How would have reception to Sgt. Pepper been had The Beach Boys' SMiLE come out before it?

This is an unpopular opinion, but realistically, if it had gone down the way it was going down, it wouldn't have made any difference. And a big reason is due to a technical matter.

Listen to the official version of Smile that finally came out in 2011. It clocks in at just a few seconds under 48:00, without "You're Welcome". With "You're Welcome", it clocks in at just over 49:00.

That almost never happened back then with rock and roll stars, especially in the U.S., escpecially in America. And the big reason that groups didn't record albums that long back then is that there's a limit of just about 24:00 per side on a vinyl LP album. What would be "Side B" on the 2011 official Smile version actually clocks in at 24:15 even without "You're Welcome"--just a shade too long.

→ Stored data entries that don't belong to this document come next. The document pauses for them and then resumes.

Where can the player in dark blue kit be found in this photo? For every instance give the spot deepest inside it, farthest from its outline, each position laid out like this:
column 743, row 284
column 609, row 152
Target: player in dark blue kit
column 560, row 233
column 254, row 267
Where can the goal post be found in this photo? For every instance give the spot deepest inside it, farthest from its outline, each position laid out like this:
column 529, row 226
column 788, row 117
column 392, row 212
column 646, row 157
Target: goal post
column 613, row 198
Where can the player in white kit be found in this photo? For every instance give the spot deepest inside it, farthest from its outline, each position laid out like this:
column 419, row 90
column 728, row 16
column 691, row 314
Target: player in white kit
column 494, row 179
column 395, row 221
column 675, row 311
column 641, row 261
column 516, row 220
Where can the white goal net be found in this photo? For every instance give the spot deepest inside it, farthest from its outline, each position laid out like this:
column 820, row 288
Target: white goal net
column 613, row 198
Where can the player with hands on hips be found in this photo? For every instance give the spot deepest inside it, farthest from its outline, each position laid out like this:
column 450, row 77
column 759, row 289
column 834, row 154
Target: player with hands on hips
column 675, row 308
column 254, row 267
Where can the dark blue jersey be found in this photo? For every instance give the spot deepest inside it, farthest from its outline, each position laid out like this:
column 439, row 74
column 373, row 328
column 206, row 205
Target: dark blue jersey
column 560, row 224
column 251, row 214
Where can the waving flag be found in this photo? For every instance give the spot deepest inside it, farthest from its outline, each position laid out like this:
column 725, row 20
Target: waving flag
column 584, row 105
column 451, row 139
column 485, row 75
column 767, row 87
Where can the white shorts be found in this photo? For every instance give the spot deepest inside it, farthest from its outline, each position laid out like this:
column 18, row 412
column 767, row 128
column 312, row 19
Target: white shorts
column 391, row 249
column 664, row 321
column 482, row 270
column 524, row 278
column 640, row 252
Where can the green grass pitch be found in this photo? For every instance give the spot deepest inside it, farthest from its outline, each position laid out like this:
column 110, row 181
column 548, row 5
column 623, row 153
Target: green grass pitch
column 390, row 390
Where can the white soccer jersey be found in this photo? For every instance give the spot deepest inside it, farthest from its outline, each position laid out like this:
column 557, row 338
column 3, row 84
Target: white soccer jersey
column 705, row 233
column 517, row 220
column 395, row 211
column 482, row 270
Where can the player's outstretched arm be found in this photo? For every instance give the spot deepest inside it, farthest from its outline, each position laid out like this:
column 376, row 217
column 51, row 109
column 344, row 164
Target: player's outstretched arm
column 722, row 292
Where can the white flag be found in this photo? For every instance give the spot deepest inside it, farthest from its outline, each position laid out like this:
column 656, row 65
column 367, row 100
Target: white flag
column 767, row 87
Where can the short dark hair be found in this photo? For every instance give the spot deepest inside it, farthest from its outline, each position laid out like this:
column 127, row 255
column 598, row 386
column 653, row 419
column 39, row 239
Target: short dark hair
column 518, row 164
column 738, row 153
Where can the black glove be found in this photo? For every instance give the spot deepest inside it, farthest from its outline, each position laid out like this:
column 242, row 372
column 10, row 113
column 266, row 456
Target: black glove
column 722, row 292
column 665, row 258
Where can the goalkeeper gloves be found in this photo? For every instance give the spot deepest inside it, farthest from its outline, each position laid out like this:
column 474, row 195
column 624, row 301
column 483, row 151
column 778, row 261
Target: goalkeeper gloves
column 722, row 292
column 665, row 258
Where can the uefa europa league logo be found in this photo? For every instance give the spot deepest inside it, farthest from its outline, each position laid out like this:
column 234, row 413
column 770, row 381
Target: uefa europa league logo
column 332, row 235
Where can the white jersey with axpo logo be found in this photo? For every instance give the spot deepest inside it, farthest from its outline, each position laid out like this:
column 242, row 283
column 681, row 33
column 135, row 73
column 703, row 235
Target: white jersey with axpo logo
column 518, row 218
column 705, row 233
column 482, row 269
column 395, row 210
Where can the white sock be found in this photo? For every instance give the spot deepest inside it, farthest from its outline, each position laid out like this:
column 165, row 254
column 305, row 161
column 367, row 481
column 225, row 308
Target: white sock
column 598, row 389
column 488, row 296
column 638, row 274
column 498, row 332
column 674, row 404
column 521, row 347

Now, by 1967, you could squeeze a few more minutes per side on an album, but the only way to do that is to compress the signal, which for the most part means you're going to lose the very high end and top end of the sound. In other words, it means you have to chop out the very low end of the bass. And what did Brian Wilson play? The bass.

The only rocker who had ever recorded an album with 24+ minute sides was Bob Dylan, but that was largely because he had come from the folk music scene where it was common to record 24+ minute albums in the U.S., since there was little bass anyway on an acoustic guitar-and-vocals album. So Dylan had done 24+ minute sides to albums before he went electric, and after he went electric, he kept on doing it.

The Beach Boys on the other hand, never recorded long albums. Pet Sounds was their longest album to date and I think it's about 33 minutes. They may have had only one more album that was 30+ minutes at that point, tops. Most of their albums were around 24 minutes total, with about 12 minutes of music per side, often with lots of filler.

Anyway, this is just a long way of saying that the running order that the 2011 Smile album is presented in, it would never have happened that way. It would not have been released as a 48-minute album, because one side is too long and Brian Wilson would not have wanted to sacrifice the sound of the bass to do it.

So, they would have had cut the album down by at least one song, maybe two. And if it was going to be presented more like a normal Capitol Records release, it would have been cut down to about a 35:00 album.

If they didn't do that, then they would have had to do what Brian Wilson wanted to do, which is to continue to write and record more material. That way, they could release it as a double album, on two LPs. All they needed was about 55-60 minutes of music, more if they wanted, and they were already up to 48 minutes.

That's the reality behind it. It's nice to think they would have released this 48 minute album like this, but even in the best case scenario, the Beach Boys never would have actually considered it in the end, and would have either released a ~42 minute album or a ~60+ minute double album.

If they'd gone for the double album, then forget it. There's no way it would ever have been finished before Sgt. Pepper. At the rate they were going, they would have completed it by the end of the summer of thereabouts, and had it out some time that fall. But by then, in the shadow of Sgt. Pepper, there was an anti-psychedelic trend in the press. The Rolling Stones' Their Satanic Majesties Request got really bad reviews that winter, and albums by groups like Jefferson Airplane and Country Joe & The Fish's that came out that fall and winter got pretty tepid reviews.

Now, if they had released it as a single album, they realistically could have had it out before Sgt. Pepper. But what would that album actually have ended up like? It's nice to dream it would have been like the Smile we've all come to know, but realistically, it would have been chopped by Brian Wilson into something much shorter than what we know simply because of the technical limitations of vinyl records back then (and also Capitol Records liked to get their money's worth per song), and what songs on it do you take off of it? Probably at least a few of the short link tracks, and just leave the longer tracks, which takes one of the most interesting aspects away from the album that make its proponents like it so much.

In the end, I really don't think it would have been met with anything much more than how Smiley Smile was met when it came out at the end of 1967. Because an early 1967 Smile, before Sgt. Pepper would have been a shell of the Smile we all know today, given the way that Wilson would have wanted t master it and how Capitol would have accepted it. For it to come out in the more interesting way that it did, it would have ended up being a double album, released post-Sgt. Pepper, when it may have been met with the same backlash that Their Satanic Majesties Request was met with during that same period. The music press had started to call these bloated psychedelic albums "overindulgent" and then Bob Dylan released John Wesley Harding in December and the press got on the country-rock bandwagon.

Now if it had actually come out the way it is presented on the 2011 Smile album and it actually did come out that way before Sgt. Pepper? Sure, in that unrealistic hypothetical, it may have been received very well and changed everything. But then again, if we're talking unrealistic hypotheticals, it's also possible the Beatles may have released Super Sgt. Pepper instead of Sgt. Pepper which could have been as good as Sgt. Pepper, Ziggy Stardust, The Jackson 5, and the Super Bowl combined, and Smile might have been left in the dust.